Relationship of Command and The Self Evident Truth of an Intuitive Mind by T-Power are both records you should hear before you die (or become parents... interesting slip there). You should play them to your kids too and other peoples kids as well.
no dance music aside from the tokenistic Orbital pick (Brown, how imaginative [Brown gets picked by rock fans because the song titles are on the cover, like a proper rock album from the 60s by someone like The Small Faces])Oooooh! How PRESUMPTIOUS!

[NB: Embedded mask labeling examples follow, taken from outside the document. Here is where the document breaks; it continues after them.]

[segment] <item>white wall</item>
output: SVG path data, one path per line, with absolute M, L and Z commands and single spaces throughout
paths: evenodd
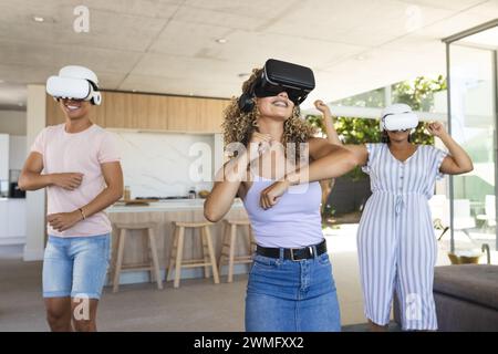
M 9 139 L 9 169 L 22 169 L 28 152 L 25 136 L 11 135 Z
M 0 133 L 10 135 L 25 135 L 27 113 L 22 111 L 0 110 Z
M 214 135 L 129 133 L 113 131 L 122 154 L 125 186 L 131 187 L 132 198 L 186 196 L 196 190 L 211 188 L 211 183 L 193 179 L 190 168 L 205 148 L 212 175 Z M 207 155 L 209 153 L 209 155 Z

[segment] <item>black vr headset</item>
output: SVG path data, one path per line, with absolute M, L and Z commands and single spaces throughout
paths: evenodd
M 277 96 L 281 92 L 287 92 L 289 100 L 299 105 L 313 88 L 314 75 L 310 67 L 269 59 L 249 92 L 239 97 L 239 108 L 246 113 L 251 112 L 255 97 Z

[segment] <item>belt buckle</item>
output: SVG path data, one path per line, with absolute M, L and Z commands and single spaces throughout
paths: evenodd
M 310 254 L 311 256 L 314 256 L 314 250 L 313 250 L 313 247 L 312 246 L 310 246 L 310 247 L 307 247 L 308 249 L 309 249 L 309 251 L 310 251 Z M 298 262 L 298 261 L 300 261 L 299 259 L 295 259 L 294 258 L 294 250 L 301 250 L 300 248 L 291 248 L 290 249 L 290 252 L 291 252 L 291 260 L 293 261 L 293 262 Z
M 294 250 L 297 250 L 297 248 L 291 248 L 291 249 L 290 249 L 290 251 L 291 251 L 291 261 L 292 261 L 292 262 L 298 262 L 299 259 L 295 259 L 295 258 L 294 258 Z

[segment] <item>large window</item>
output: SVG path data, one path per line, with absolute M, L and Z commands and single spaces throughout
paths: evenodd
M 452 136 L 474 171 L 450 179 L 452 249 L 497 250 L 497 49 L 498 21 L 445 40 Z M 496 262 L 496 260 L 495 260 Z

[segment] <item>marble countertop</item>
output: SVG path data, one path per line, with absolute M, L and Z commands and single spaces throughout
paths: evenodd
M 148 206 L 123 206 L 114 205 L 110 207 L 106 212 L 153 212 L 153 211 L 177 211 L 177 210 L 201 210 L 206 199 L 172 199 L 162 200 L 157 202 L 149 202 Z M 240 198 L 236 198 L 232 208 L 243 208 L 243 202 Z

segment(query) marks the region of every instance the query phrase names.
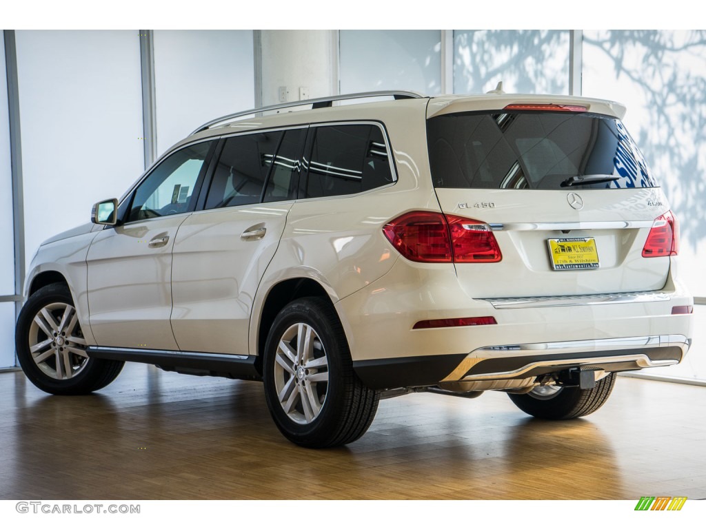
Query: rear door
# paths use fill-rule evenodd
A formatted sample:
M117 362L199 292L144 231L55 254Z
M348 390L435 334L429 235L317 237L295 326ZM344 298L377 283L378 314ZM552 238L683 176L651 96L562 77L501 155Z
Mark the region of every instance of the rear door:
M306 133L225 139L205 209L174 243L172 327L181 351L248 353L253 298L296 197Z
M427 121L442 210L486 223L502 252L499 262L457 263L474 297L664 286L669 257L642 256L669 210L662 191L618 118L569 108L510 105Z

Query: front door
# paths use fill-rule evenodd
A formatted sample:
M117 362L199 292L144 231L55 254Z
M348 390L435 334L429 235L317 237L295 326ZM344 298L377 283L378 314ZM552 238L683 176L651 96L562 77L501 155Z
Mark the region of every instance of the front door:
M98 345L178 350L169 323L172 250L193 210L213 142L165 158L136 188L124 224L106 228L87 257L91 329Z

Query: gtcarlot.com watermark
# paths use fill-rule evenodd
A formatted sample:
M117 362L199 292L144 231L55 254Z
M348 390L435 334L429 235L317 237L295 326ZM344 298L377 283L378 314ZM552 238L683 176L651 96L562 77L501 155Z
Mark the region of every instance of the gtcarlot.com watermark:
M24 514L139 514L140 505L122 504L54 504L47 501L18 501L17 512Z

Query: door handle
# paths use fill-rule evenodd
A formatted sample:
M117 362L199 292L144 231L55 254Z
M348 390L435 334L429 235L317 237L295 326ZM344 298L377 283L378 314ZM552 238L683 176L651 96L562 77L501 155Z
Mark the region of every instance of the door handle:
M242 233L240 234L240 238L244 241L254 241L257 239L261 239L265 236L265 233L267 232L267 228L264 226L260 228L255 228L252 226L251 228L248 228Z
M168 235L158 235L148 243L147 245L150 248L158 248L167 244L169 240L169 236Z

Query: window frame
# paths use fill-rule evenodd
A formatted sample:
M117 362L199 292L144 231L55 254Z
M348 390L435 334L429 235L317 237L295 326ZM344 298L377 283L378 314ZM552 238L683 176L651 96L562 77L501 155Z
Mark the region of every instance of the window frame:
M364 191L359 191L359 193L348 193L346 195L332 195L328 197L306 197L306 188L309 186L309 164L311 161L311 152L313 150L313 143L316 138L316 128L318 127L335 127L337 126L346 126L346 125L374 125L378 128L380 129L381 133L383 135L383 140L385 142L385 147L388 153L388 163L390 164L390 174L392 176L393 181L385 186L379 186L376 188L373 188L372 189L367 189ZM335 121L321 121L319 123L313 123L309 126L309 130L306 134L306 142L304 147L304 164L303 170L300 171L299 176L299 193L297 193L297 200L328 200L331 199L340 198L341 197L357 197L360 195L364 195L366 193L371 193L373 191L377 191L378 189L384 189L385 188L394 186L397 182L397 166L395 163L395 157L392 154L392 145L390 142L390 138L388 135L388 130L385 126L385 123L381 121L374 119L353 119L353 120L337 120ZM304 171L306 169L306 171ZM306 174L302 177L302 173L306 172Z
M193 213L196 211L198 207L199 201L201 199L201 195L203 193L203 184L206 181L206 178L208 177L213 167L214 154L216 150L216 147L219 144L219 138L217 136L211 136L210 138L201 138L200 140L196 140L193 142L189 142L183 145L181 145L176 149L174 149L167 152L165 152L162 156L160 157L157 162L155 162L145 173L140 176L135 183L133 184L132 187L123 195L118 205L118 214L117 218L119 219L118 224L116 226L124 226L126 224L133 224L136 222L145 222L146 221L152 220L152 219L143 219L139 220L128 220L128 215L132 209L133 201L135 200L135 193L137 192L138 188L139 188L142 184L152 174L162 165L167 158L176 154L179 151L183 149L187 149L193 145L198 145L199 143L203 143L205 142L211 142L212 145L208 147L208 152L206 153L206 157L203 160L203 165L201 166L201 171L198 172L198 176L196 177L196 181L194 183L193 191L191 193L191 200L189 202L189 207L186 208L186 211L181 212L181 213L176 214L184 214L185 213ZM196 199L193 199L193 195L196 195ZM155 217L155 219L163 219L165 217L172 217L173 215L164 215L162 217ZM110 228L114 228L112 226L105 226L104 229L108 229Z
M297 196L294 196L292 198L287 198L285 200L271 200L268 202L263 202L264 200L265 193L267 191L268 185L270 183L270 178L272 176L273 169L274 164L270 166L268 169L267 175L265 176L265 180L263 183L263 189L260 193L260 200L258 202L253 202L251 204L241 204L234 206L227 206L226 207L217 207L217 208L210 208L206 209L206 197L208 196L208 192L210 190L211 186L213 183L213 177L215 175L216 166L218 164L218 160L220 159L221 154L223 152L223 147L225 146L225 142L227 140L232 138L237 138L239 136L246 136L251 134L261 134L263 133L275 133L282 131L283 133L282 138L280 138L280 141L277 143L277 149L275 151L275 157L280 153L280 149L282 147L282 142L284 140L284 133L286 133L287 130L292 130L297 129L306 129L304 134L304 138L300 142L299 145L299 151L300 157L303 157L304 153L305 152L304 146L306 144L306 141L309 138L309 123L301 123L298 125L287 125L278 127L269 127L267 128L252 128L248 130L241 130L237 133L234 133L232 134L223 135L218 137L217 145L215 151L213 153L211 157L211 162L209 165L208 171L206 174L206 180L203 183L203 186L201 186L201 193L198 196L198 200L196 202L196 211L219 211L221 209L229 209L233 207L252 207L253 205L258 205L260 204L276 204L277 202L289 202L292 200L297 200L298 193L296 193ZM301 181L301 175L304 173L304 168L301 168L297 175L297 182L294 186L294 189L299 190L299 185Z

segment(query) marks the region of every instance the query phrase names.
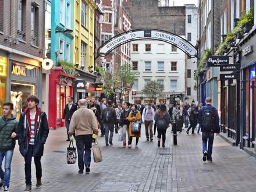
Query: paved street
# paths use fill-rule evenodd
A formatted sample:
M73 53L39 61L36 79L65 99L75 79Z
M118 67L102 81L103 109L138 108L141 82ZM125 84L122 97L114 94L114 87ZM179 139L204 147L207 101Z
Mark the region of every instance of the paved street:
M42 159L43 186L35 189L33 165L33 191L255 191L256 159L219 137L215 139L212 163L202 161L201 136L187 136L185 131L178 135L178 145L173 146L168 130L164 149L157 148L156 137L152 143L145 141L144 133L137 149L134 139L131 149L124 149L117 134L114 145L108 147L100 138L104 161L92 163L90 175L80 175L77 164L66 163L65 133L63 128L50 130ZM10 191L25 188L24 162L17 150Z

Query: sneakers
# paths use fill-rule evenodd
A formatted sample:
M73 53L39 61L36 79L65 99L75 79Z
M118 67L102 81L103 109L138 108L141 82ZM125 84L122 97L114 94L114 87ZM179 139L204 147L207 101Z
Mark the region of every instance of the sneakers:
M88 166L88 165L87 165L86 166L86 173L88 174L90 173L90 166Z
M42 187L42 182L41 181L41 179L37 179L37 188L41 188Z
M3 192L9 192L9 187L7 186L3 187Z
M206 158L207 158L208 152L207 151L204 152L204 155L202 156L202 161L206 161Z
M30 191L32 190L32 186L31 184L27 184L26 187L25 191Z

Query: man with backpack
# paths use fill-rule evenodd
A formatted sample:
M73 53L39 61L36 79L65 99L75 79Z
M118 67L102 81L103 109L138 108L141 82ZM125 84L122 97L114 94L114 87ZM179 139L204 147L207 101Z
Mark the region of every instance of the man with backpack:
M202 161L212 162L212 152L214 133L218 136L219 133L219 119L217 109L212 106L212 98L207 97L206 105L199 111L198 122L202 129ZM208 148L207 148L208 141Z
M118 126L118 119L116 118L116 111L112 107L112 101L108 101L107 106L102 110L101 113L101 119L105 127L105 140L106 141L106 146L108 146L108 144L113 145L113 134L114 131L114 126L116 127ZM110 131L109 140L108 139L109 133Z

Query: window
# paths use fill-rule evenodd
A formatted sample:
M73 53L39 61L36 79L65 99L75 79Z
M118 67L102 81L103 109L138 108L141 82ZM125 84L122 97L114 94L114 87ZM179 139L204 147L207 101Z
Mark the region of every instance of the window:
M82 1L82 8L81 9L81 23L86 27L87 5L84 1Z
M66 44L66 61L68 62L70 61L70 46L68 43Z
M172 45L172 52L177 52L177 47Z
M191 69L187 70L187 78L191 78Z
M177 62L170 62L170 70L176 71L177 70Z
M111 23L112 22L112 13L105 13L104 14L104 17L103 19L104 22Z
M191 95L191 87L187 87L187 95Z
M177 80L170 80L170 91L177 91Z
M70 4L67 3L67 28L70 29Z
M61 23L65 24L65 1L64 0L61 0Z
M145 71L151 70L151 62L150 61L145 62Z
M164 62L162 61L158 61L157 62L158 64L158 72L163 72L163 66L164 66Z
M134 90L138 90L138 80L137 79L134 79L134 80L133 81L132 89Z
M59 59L63 60L63 52L64 52L64 41L62 39L59 40L59 52L62 51L62 54L59 54Z
M163 79L158 79L157 83L163 85Z
M187 41L191 41L191 33L187 33Z
M138 51L138 44L133 44L133 51Z
M133 61L133 70L138 70L138 62Z
M191 15L187 15L187 23L191 23Z
M106 34L101 35L101 45L105 44L105 42L106 42L111 38L112 38L111 35L106 35Z
M151 44L145 44L145 51L150 52L151 51Z
M86 66L86 49L87 45L81 41L81 66L83 67Z

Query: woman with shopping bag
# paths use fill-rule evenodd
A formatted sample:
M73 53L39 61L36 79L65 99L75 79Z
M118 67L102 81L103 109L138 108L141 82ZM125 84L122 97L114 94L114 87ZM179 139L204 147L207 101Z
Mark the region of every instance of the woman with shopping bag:
M136 144L135 147L138 147L138 138L140 137L140 128L141 126L141 115L138 110L138 106L136 104L133 104L131 109L131 111L128 116L128 120L130 122L129 128L130 137L128 143L128 147L129 148L131 148L133 137L136 137Z

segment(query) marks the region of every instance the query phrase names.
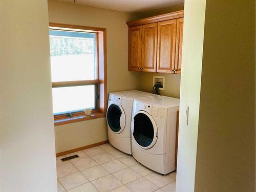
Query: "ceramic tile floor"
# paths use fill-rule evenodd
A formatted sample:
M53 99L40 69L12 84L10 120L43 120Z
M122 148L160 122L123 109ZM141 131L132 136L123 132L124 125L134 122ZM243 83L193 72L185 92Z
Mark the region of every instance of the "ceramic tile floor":
M175 172L155 173L109 143L58 157L56 164L59 192L175 191Z

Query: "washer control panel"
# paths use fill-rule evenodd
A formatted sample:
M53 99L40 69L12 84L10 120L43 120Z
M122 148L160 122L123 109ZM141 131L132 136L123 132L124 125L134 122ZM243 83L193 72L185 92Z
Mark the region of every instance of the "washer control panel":
M153 105L135 100L134 102L133 113L135 113L140 110L146 111L151 115L162 118L167 118L168 113L167 108Z
M113 104L121 105L122 103L122 97L110 94L109 97L109 102L111 102Z

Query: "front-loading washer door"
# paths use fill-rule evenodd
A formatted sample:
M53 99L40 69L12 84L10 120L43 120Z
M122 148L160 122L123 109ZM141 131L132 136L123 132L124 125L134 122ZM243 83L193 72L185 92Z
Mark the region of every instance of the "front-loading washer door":
M118 134L122 132L125 126L125 114L121 106L111 104L108 109L106 120L110 129Z
M153 117L144 111L136 113L132 119L133 136L140 147L152 147L157 140L157 127Z

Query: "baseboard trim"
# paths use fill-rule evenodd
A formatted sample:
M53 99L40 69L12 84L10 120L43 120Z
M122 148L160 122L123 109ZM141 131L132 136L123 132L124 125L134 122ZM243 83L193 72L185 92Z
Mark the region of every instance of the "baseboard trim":
M108 143L108 142L109 142L109 140L107 140L106 141L99 142L98 143L96 143L91 144L90 145L81 146L80 147L74 148L73 150L68 150L68 151L65 151L63 152L58 153L56 154L56 157L59 157L59 156L62 156L64 155L69 154L71 153L76 152L78 152L79 151L86 150L86 149L88 148L93 147L94 146L100 145L102 145L103 144Z

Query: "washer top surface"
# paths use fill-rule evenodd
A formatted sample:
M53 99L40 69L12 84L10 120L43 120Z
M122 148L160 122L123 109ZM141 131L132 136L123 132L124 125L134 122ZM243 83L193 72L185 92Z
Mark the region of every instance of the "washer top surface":
M111 93L115 95L120 95L121 97L129 97L132 99L150 96L158 96L158 95L138 90L120 91L118 92L113 92Z
M136 99L143 103L147 103L161 106L173 108L180 105L180 99L174 97L159 96L155 97L147 97Z

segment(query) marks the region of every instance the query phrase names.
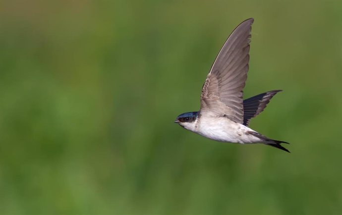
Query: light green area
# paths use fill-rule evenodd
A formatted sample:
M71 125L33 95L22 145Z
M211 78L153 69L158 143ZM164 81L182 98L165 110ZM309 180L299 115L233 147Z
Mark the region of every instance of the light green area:
M251 127L216 142L199 108L228 34L254 17ZM338 0L0 3L0 214L342 214Z

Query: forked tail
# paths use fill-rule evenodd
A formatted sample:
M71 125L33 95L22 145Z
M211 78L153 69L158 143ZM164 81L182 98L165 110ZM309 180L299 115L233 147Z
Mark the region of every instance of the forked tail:
M282 141L280 140L272 140L272 139L268 138L265 136L257 132L249 132L248 133L253 136L260 138L261 140L263 141L263 143L268 146L273 146L273 147L276 147L278 149L281 149L282 150L285 151L285 152L287 152L288 153L290 153L289 151L287 150L287 149L283 147L281 145L281 144L282 143L286 143L287 144L289 144L289 143L287 143L287 142Z

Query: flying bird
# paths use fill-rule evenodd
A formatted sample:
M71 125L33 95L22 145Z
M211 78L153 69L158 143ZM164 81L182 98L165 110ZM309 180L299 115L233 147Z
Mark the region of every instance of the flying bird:
M243 100L253 21L250 18L242 22L225 43L202 87L200 110L182 113L174 122L214 140L263 143L289 152L281 145L288 143L270 139L248 127L250 119L281 91L273 90Z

As it was me who picked the Orbital album, I can assure you that there was nothing tokenistic about my choice. I picked it because it was pivotal in re-aligning my musical horizons at that time, away from the self-imposed strictures of snooty soulboy fundamentalism, and towards an understanding of/empathy with electronic dance music that wasn't overtly predicated on an r&b/soul/disco/funk base. Thus, because it was so pivotal for me, I picked it precisely as a conversion tool for the people above me in the list who had made such overwhelmingly guitar-rock based choices.
One reason why you might be so seemingly horrified by the choices: the meme didn't originate on a music blog. (And also: the first 10 original choices were all made by the same person.) When it got to my place, Ben picked it up and placed it within the reach of people like yourself. Meaning that:
If we’re going to do this we have to consider why we’re doing it
doesn't altogether apply. The meme just entered your orbit by accident.
Finally: yes, I was less than thrilled by some of the choices as well... which is why I introduced an elimination rule, in a bid to get rid of some of them. :-)
I also thought it would be interesting to see the list gradually mutate, maybe to the point where it ended up containing none of the original selections.
Less second-guessing of my supposedly rockist tokenism in future please!
But, 3 adds two drops would make more sense. Let it grow.